USE IS MEANING
Use is Meaning derives from philosopher Ludwig Wittgenstein’s insight that the meaning of a word—or any designed object—is not determined by definition but by its use in practice. In other words, we understand what something is by how it is used, not by what it claims to be. This is not the case, every and always, it is simply the case in the context of what we see as "intelligence."
In the context of AI and UX, this principle reframes design ethics from intentionality to functionality. What matters is not what we say a system does, but how it behaves in the hands of users, and what relationships and realities that use creates.
Designers often assert purpose through mission statements or onboarding language, but meaning emerges in the lived encounter—when the interface is touched, the model is prompted, or the algorithm acts. Every feature teaches a behavior, and every behavior establishes a moral grammar.

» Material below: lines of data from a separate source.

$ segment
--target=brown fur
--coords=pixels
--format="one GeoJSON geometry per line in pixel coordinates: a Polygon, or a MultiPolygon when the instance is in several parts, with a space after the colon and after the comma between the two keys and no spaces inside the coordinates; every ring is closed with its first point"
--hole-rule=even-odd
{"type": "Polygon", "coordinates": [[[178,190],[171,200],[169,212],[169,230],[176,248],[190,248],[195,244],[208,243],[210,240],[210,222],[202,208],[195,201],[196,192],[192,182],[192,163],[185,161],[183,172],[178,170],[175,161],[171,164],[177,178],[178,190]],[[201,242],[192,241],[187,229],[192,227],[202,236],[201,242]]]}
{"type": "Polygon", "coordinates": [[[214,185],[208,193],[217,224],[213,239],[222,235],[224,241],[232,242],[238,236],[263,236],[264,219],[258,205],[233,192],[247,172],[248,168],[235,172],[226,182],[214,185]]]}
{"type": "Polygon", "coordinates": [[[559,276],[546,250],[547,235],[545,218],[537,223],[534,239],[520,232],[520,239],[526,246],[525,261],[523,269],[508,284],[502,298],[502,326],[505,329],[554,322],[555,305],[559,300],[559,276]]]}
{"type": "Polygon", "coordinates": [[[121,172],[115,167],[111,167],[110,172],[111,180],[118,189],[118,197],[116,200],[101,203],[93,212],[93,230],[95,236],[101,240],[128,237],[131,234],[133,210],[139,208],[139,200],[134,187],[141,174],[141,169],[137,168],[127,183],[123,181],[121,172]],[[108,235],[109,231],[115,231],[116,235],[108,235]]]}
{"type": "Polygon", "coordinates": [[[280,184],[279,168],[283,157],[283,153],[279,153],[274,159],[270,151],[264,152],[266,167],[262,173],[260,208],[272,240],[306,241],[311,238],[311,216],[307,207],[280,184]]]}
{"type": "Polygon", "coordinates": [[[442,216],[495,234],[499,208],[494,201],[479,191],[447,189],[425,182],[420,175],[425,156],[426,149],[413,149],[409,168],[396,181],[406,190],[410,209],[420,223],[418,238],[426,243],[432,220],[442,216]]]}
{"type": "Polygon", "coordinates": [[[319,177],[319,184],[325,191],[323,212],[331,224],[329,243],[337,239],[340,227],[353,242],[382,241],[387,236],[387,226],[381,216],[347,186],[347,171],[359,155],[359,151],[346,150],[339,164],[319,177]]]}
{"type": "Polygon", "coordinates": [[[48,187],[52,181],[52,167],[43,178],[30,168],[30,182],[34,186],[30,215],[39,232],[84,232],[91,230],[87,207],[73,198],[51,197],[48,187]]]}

Through the AI-E lens, “Use is Meaning” reminds us that systems speak through action. Their ethical value is not encoded in documentation but in use patterns—the everyday negotiations between affordance and intent. When a technology is used to exclude, surveil, or manipulate, that use defines its meaning, regardless of its stated goal.
Thus, to design ethically is to observe meaning as it unfolds in use, not as it is declared in principle. It is to treat data, interface, and interaction as living language—constantly rewritten by those who engage with it.